Dans la soirée, la police a procédé aux premières arrestations : Tamara Lich, l'une des organisatrices du Convoi de la liberté, a été interpellée par la police, a indiqué dans un tweet le compte officiel du mouvement, vidéo à l'appui. Sur les images, on la voit, menottes aux poignets, monter dans une voiture des forces de l'ordre, entourée de deux policiers, et crier à ses compagnons «tenez bon !».
Un peu plus tôt, un autre leader, Chris Barber, avait été interpellé.
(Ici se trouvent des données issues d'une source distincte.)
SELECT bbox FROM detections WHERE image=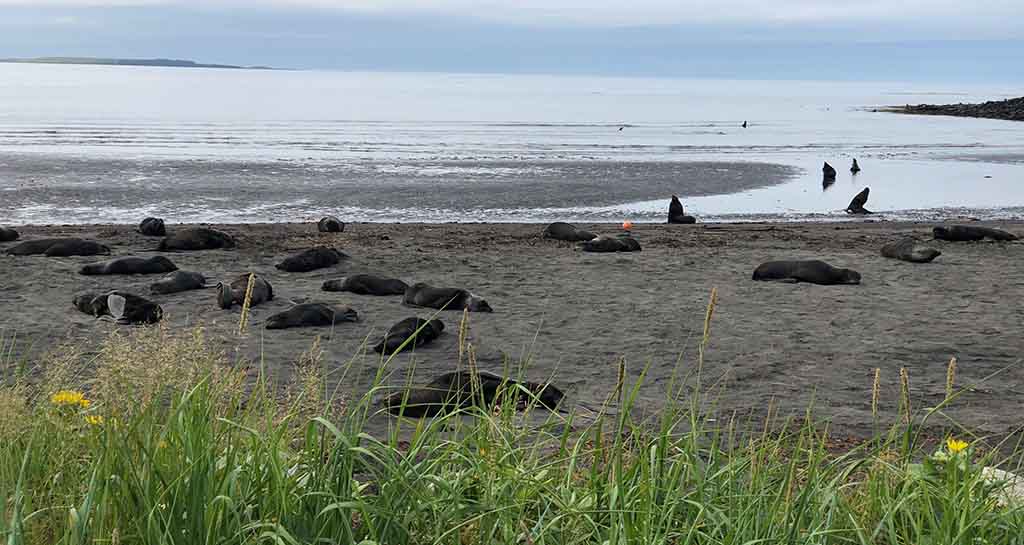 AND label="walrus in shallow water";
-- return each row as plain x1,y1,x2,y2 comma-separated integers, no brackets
542,221,596,242
316,216,345,233
401,282,494,312
217,273,273,309
265,303,359,329
580,234,641,253
932,225,1018,242
72,291,164,325
846,187,873,214
374,317,444,354
78,255,178,276
383,371,565,418
321,275,409,295
882,237,942,263
273,246,348,273
150,270,206,295
138,217,167,237
669,195,697,223
7,239,111,257
157,227,238,252
754,259,860,286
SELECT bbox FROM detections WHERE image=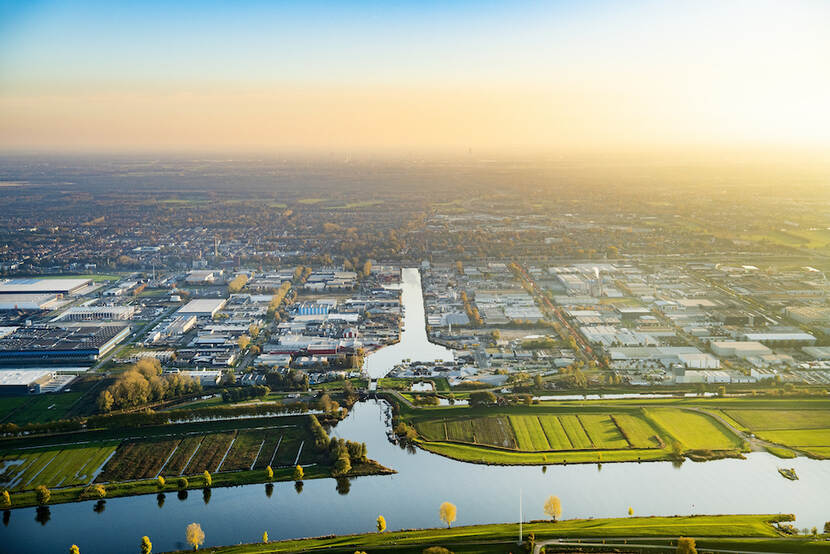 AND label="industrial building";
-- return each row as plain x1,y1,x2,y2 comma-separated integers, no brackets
0,325,130,365
0,293,60,311
0,369,55,396
709,340,772,359
58,306,135,321
176,298,228,317
0,279,92,295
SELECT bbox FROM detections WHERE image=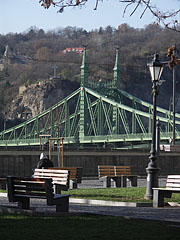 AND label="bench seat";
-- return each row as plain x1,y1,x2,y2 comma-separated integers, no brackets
7,176,69,212
48,167,83,189
33,168,70,193
98,165,137,188
153,175,180,207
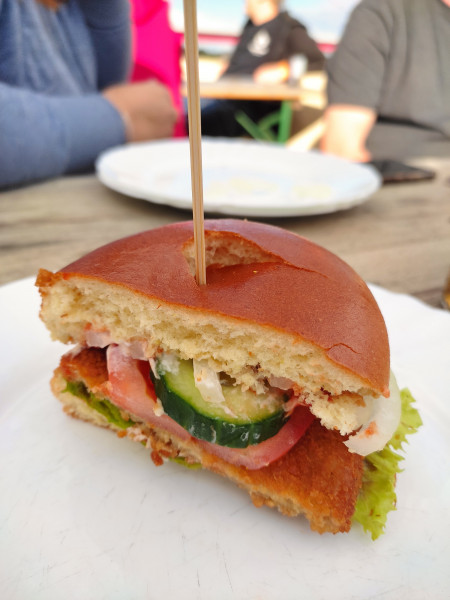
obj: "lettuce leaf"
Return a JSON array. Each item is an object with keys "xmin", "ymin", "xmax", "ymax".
[
  {"xmin": 64, "ymin": 381, "xmax": 134, "ymax": 429},
  {"xmin": 353, "ymin": 389, "xmax": 422, "ymax": 540}
]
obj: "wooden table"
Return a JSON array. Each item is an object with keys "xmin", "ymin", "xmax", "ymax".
[
  {"xmin": 0, "ymin": 160, "xmax": 450, "ymax": 306},
  {"xmin": 182, "ymin": 71, "xmax": 326, "ymax": 107},
  {"xmin": 182, "ymin": 76, "xmax": 300, "ymax": 101},
  {"xmin": 181, "ymin": 71, "xmax": 326, "ymax": 144}
]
Une arrestation qui s'est déroulée dans le calme, là aussi filmée et postée sur les réseaux sociaux par des membres du mouvement.
Pour la première fois depuis le début de la contestation, des groupes de policiers s'étaient positionnés en masse le 17 février dans les rues d'Ottawa face aux contestataires et aux centaines de camions bloquant les rues. «Nous sommes prêts à agir pour expulser les manifestants illégaux de nos rues», avait encore expliqué Steve Bell, parlant d'une intervention «imminente».
Un périmètre de sécurité a été érigé autour du centre-ville et une centaine de barrages permettent de contrôler les entrées dans la zone.
Des mesures d'exception prises contre les manifestants
A quelques mètres de là, le Premier ministre Justin Trudeau a estimé dans la matinée du 17 février que cette contestation n'avait plus rien de «pacifique», lors d'un débat historique à la Chambre des communes portant sur la mise en œuvre de la loi sur les mesures d'urgence, une disposition exceptionnelle invoquée le 14 février pour la deuxième fois de l'histoire du Canada en temps de paix.
Dans une lettre adressée aux Premiers ministres des provinces dans la soirée du 16 février, il avait estimé que le mouvement «menaçait la démocratie» et minait «la réputation du Canada à l'étranger». «L'objectif de toutes les mesures, y compris les mesures financières prévues dans la loi sur les mesures d'urgence, est de faire face à la menace actuelle et de maîtriser pleinement la situation», a ajouté Justin Trudeau.
Des comptes bancaires d'individus et d'entreprises liés au blocage ont ainsi été gelés, a précisé lors d'une conférence de presse la ministre des Finances et vice-Première ministre Chrystia Freeland.
Qualifiant la situation de «précaire», le ministre de la Sécurité publique Marco Mendicino a quant à lui estimé que «les blocus illégaux aux frontières» avaient coûté des milliards de dollars à l'économie canadienne.
La police prête à «employer certaines techniques qui ne sont pas couramment vues à Ottawa»
Les manifestants, déterminés à rester «jusqu'à la fin», avaient reçu le 15 février un ultimatum des forces de l'ordre, qui ont fait le tour des camions pour distribuer un tract leur intimant l'ordre de «quitter les lieux».
«Ils essaient de faire peur aux gens pour éviter qu'ils ne viennent ce week-end», a commenté auprès de l'AFP le camionneur Kevin Veurink, 39 ans, réagissant à l'installation de barricades autour de l'enceinte parlementaire. Pull gris avec logo «Liberté ensemble» sur le dos, cet Ontarien qui transportait un chariot avec des bidons d'essence pour le ravitaillement des camions se dit prêt à rester «jusqu'à ce qu'on se fasse arrêter, si cela arrive».
Le nouveau chef de la police d'Ottawa avait déclaré le 16 février être prêt à «employer certaines techniques qui ne sont pas couramment vues à Ottawa».
Un mélange de pluie et de neige pourrait cependant compliquer les opérations de la police, confrontée à une situation complexe et périlleuse pour déloger les manifestants sans heurts. Elle craint notamment la présence d'«éléments radicaux» mais doit aussi tenir compte de la présence de nombreux enfants dans la manifestation - y compris des bébés.
La ville d'Ottawa, la province de l'Ontario et le Canada tout entier sont sous état d'urgence en raison de ce mouvement de contestation sans précédent, parti de l'opposition des camionneurs à se faire vacciner contre le Covid-19 pour franchir la frontière entre le Canada et les Etats-Unis. Minimisé au départ par les autorités, le mouvement s'est étendu ces dernières semaines à l'ensemble des mesures sanitaires et, pour de nombreux manifestants, à un rejet du gouvernement de Justin Trudeau.